今うちで使っている掃除機は、欧州社製のえらくごっつい水フィルター式の掃除機です。ゴミが水フィルターで濾過されるから排気は埃を含まないできれいになって出るという触れ込みの品です。もともとは、故郷にあってそれをぜんぜん使われていなかったのをうちに引き取って使っているのです。十数年前に買った当初は母などはよい掃除機を買ったと喜んでいたようですが、じきに使わなくなってしまったらしいです。
使うのがとにかく面倒だから。使い勝手が悪いから。
使うたびに水を入れたり捨てたりする手間もあるし、水を入れるゴミ受け容器からゴミを取って洗って乾かすのも手間(*注)、ノズルだのパイプだの附属品がやたらと多くて、掃除箇所によっていちいち付け替えなければならないし(そんなノズルがこれまた安定しなくて外れやすかったりもする)、図体は重くて大きくて取り回しは悪いし、そして、排気に埃が含まれないからアレルギー対策には良いとの謳い文句はあっても、肝心の吸引力は特に良くもないとなると・・・。欧米の大邸宅で使うならともかく日本の狭く段差も多い家にはおよそ向いていない掃除機だと、自分で使ってみてもつくづく思いました。さらに、大きくて部品も多いから収納場所にも困るのですよね。
日本の家では、コンパクトで部品をあれこれ取り換えなくても何にでも使えるような、細かい所にまで使えるような掃除機が、やはり一番いいですね。
母は、訪問販売の実演を見て良いと思ってこれを何十万円かで買ったらしいです。
うちの母は、年寄りが携帯電話を持つといろいろな詐欺を呼び込むことになるから便利でも持たないのが一番だ、と言うほどの用心深いような人物ですが、携帯電話は持たなくても、訪問販売で変なものを買わされていたら同じことだなと。
この捨てるに捨てられないでいた掃除機を、いま自分が意地で使っています。


うちの母は昔は賢い消費者を気取っていたようですが、人間老いてくるとやはり、と思うと、なんだか哀しいものがあります。

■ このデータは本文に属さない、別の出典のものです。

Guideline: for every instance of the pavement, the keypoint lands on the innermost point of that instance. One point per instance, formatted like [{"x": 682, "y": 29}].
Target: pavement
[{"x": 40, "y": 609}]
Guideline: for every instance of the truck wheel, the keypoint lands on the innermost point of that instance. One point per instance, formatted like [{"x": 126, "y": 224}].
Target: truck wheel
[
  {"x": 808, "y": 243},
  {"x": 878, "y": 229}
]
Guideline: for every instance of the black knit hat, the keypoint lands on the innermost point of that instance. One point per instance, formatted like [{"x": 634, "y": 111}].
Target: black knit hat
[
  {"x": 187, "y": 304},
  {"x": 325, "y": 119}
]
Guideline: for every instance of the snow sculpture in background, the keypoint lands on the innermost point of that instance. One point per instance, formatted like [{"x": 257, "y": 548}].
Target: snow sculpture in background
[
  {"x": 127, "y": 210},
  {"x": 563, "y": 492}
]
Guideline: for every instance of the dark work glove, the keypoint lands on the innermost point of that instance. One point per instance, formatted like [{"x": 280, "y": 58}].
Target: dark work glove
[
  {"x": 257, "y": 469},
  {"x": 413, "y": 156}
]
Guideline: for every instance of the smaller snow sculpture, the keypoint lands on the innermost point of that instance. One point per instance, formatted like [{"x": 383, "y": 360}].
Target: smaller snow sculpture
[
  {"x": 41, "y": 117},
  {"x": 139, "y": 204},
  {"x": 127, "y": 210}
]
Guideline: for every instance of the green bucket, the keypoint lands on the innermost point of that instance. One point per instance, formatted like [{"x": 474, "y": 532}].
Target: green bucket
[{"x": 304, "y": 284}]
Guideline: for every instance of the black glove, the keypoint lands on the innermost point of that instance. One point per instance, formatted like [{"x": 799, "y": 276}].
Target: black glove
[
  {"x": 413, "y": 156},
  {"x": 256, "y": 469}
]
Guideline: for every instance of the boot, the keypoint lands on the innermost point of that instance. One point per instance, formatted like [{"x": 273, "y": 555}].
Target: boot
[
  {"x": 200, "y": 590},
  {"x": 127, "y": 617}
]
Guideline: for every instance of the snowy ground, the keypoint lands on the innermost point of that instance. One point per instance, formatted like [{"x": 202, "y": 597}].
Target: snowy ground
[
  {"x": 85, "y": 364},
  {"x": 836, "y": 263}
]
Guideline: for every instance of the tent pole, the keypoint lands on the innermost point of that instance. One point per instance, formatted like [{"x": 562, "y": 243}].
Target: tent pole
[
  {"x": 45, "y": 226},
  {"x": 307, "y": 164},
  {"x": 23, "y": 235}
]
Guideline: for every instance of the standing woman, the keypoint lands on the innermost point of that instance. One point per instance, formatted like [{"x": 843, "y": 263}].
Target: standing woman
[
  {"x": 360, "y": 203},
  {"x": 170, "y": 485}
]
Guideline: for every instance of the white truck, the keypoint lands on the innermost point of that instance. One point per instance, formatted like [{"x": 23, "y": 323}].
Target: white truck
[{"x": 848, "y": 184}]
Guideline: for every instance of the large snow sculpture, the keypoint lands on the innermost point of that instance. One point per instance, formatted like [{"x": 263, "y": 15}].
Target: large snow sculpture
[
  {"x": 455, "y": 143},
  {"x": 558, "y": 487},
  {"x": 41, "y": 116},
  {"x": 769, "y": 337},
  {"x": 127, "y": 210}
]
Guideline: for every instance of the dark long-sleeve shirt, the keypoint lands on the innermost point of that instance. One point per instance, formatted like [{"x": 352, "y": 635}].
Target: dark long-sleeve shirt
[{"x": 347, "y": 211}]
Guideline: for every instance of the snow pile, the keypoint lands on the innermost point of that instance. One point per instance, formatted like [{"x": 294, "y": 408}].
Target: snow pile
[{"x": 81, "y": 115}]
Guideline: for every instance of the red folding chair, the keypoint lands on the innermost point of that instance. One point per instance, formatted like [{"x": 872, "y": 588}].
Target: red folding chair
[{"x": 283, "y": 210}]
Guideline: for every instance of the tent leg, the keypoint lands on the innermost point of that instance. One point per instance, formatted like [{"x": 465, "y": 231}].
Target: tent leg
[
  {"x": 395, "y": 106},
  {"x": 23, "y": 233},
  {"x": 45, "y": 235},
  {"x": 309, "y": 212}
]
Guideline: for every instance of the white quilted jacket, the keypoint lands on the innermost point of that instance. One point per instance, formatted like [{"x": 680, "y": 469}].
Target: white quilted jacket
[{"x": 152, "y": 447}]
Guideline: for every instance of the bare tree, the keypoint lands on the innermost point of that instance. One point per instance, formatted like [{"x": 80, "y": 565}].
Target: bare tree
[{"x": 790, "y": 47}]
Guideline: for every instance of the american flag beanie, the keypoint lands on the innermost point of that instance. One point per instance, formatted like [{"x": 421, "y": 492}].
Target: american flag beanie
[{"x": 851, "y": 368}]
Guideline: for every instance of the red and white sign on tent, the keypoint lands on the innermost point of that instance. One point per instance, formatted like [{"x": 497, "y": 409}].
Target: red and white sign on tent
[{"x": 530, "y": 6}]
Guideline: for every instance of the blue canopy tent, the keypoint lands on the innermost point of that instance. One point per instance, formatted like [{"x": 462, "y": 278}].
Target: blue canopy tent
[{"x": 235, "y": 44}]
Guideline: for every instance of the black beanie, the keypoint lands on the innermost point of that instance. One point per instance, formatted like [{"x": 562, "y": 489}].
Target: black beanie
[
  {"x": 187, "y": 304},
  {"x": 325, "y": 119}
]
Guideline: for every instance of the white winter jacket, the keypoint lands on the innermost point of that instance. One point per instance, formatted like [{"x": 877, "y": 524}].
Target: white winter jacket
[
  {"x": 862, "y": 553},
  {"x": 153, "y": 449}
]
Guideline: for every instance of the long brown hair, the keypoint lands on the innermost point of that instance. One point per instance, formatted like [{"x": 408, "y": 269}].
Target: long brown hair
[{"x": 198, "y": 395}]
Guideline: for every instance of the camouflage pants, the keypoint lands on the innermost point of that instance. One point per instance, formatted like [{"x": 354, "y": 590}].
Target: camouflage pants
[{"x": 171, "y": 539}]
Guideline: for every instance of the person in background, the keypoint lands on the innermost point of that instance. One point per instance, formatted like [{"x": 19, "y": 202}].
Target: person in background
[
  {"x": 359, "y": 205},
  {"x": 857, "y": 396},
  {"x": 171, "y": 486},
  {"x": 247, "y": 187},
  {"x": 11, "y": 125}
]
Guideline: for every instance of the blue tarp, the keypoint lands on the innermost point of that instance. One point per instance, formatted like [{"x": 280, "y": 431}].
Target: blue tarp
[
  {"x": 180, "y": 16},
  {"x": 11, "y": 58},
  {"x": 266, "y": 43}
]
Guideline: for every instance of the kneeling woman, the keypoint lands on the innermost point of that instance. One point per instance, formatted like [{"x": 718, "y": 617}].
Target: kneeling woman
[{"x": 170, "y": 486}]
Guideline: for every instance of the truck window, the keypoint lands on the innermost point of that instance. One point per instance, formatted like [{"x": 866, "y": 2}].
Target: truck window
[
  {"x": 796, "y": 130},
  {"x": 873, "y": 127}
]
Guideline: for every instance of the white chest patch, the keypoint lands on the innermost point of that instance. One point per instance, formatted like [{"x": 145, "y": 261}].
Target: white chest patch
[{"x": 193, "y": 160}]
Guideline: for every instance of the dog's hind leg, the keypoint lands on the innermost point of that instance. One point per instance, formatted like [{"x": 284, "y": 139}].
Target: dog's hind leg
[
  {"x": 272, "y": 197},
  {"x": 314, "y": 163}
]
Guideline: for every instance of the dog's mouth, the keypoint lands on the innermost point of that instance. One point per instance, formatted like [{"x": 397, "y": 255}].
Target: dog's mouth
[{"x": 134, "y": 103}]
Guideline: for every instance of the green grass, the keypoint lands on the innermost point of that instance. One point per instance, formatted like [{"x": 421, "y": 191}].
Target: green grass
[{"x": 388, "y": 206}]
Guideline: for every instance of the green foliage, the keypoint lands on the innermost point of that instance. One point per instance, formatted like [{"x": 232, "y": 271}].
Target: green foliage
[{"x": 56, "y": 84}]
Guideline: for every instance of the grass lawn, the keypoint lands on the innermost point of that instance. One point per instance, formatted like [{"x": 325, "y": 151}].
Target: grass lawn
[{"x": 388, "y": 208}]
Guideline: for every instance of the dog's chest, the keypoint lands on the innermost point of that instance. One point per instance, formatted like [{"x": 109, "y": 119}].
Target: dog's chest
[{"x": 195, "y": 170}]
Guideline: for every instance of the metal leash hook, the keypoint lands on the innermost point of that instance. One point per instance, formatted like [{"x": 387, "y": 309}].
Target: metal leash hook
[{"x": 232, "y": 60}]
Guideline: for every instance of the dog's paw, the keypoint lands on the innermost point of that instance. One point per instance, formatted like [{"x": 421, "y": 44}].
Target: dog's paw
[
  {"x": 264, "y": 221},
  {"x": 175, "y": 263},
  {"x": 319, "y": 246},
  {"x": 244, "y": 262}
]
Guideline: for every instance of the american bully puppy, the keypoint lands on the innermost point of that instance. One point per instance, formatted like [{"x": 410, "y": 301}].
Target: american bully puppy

それにしても、日本の掃除機では、本体にコードが引っ込むようになっていたり、裏側に細かい所用のノズルが収納できたりとかするのは、まさに狭い日本の家ならではの需要によるものなのかな、と思ったりします。


(*注)
このゴミ受け容器を掃除するのが手間で、うちの母が思い付いてやっていたのが、流しの三角コーナーに入れる水切りゴミ袋に容器の水をゴミごと流す(風呂場や便所などに)やり方。これだとそれほど手間はかからなくなる。でも、掃除のたびに一々それをやらなければならないのは面倒には変わりがない。